In the early 2000s Mainair was merged with rival Pegasus Aviation into P&M Aviation, but production of the Blade continued. As the company rationalized the two aircraft lines, Blade production ended. By 2012 the manufacturer indicated, "This aircraft is no longer in production...Full spares and support are still available and will remain so for the foreseeable future. Complete aircraft can still be manufactured but by special request only."

==Design and development==
The aircraft was designed as a high-end touring trike, to comply with the Fédération Aéronautique Internationale microlight category, including the category's maximum gross weight of 450 kg and is also certified to comply with UK BCAR Section "S". The aircraft has a maximum gross weight of 390 kg. It features a cable-braced hang glider-style high-wing, weight-shift controls, a two-seats-in-tandem, open cockpit, tricycle landing gear and a single engine in pusher configuration.

The aircraft is made from bolted-together aluminium tubing, with its double-surface wing covered in Dacron sailcloth. Its 10.6 m span wing is supported by a single tube-type kingpost and uses an "A" frame control bar. The occupants are accommodated in tandem seating, with a fibreglass cockpit fairing that includes a small windshield. Engines factory supplied include the 37 kW Rotax 503 twin cylinder, two-stroke, air cooled powerplant as well as the twin cylinder, two-stroke, liquid cooled 48 kW Rotax 582 and the four cylinder, four-stroke 60 kW Rotax 912UL and 74.5 kW Rotax 912ULS.

==Operational history==
Blades have been used for a number of microlight record distance flights, including a flight to Australia by Colin Bodill and Simon Reeve and a flight around the world by Bodill.
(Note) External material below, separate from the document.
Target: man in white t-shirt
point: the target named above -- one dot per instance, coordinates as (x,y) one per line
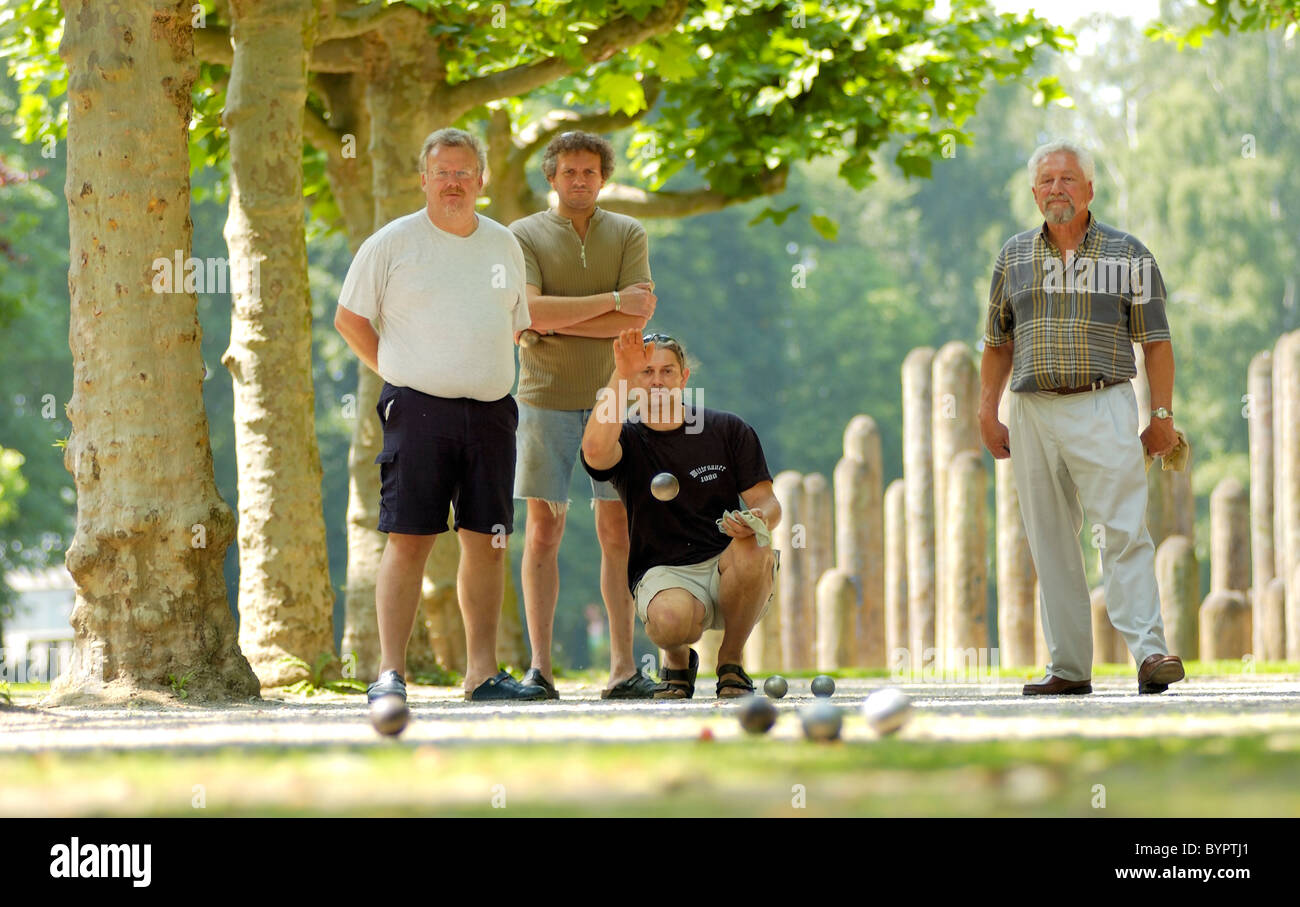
(432,303)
The Blade 912 set the record for London to Sydney by microlight of 49 days (175 hours of flying) at an average speed of 124 km/h.

==Variants==
- Blade 582
Version powered by a 48 kW Rotax 582 engine. Price in 2003 was £16,450.
- Blade 912
Version powered by a 60 kW Rotax 912UL or the 74.5 kW Rotax 912ULS. In 2003 it was reported that the Blade 912 accounted for the majority of customer orders. Price in 2003 was £21,800.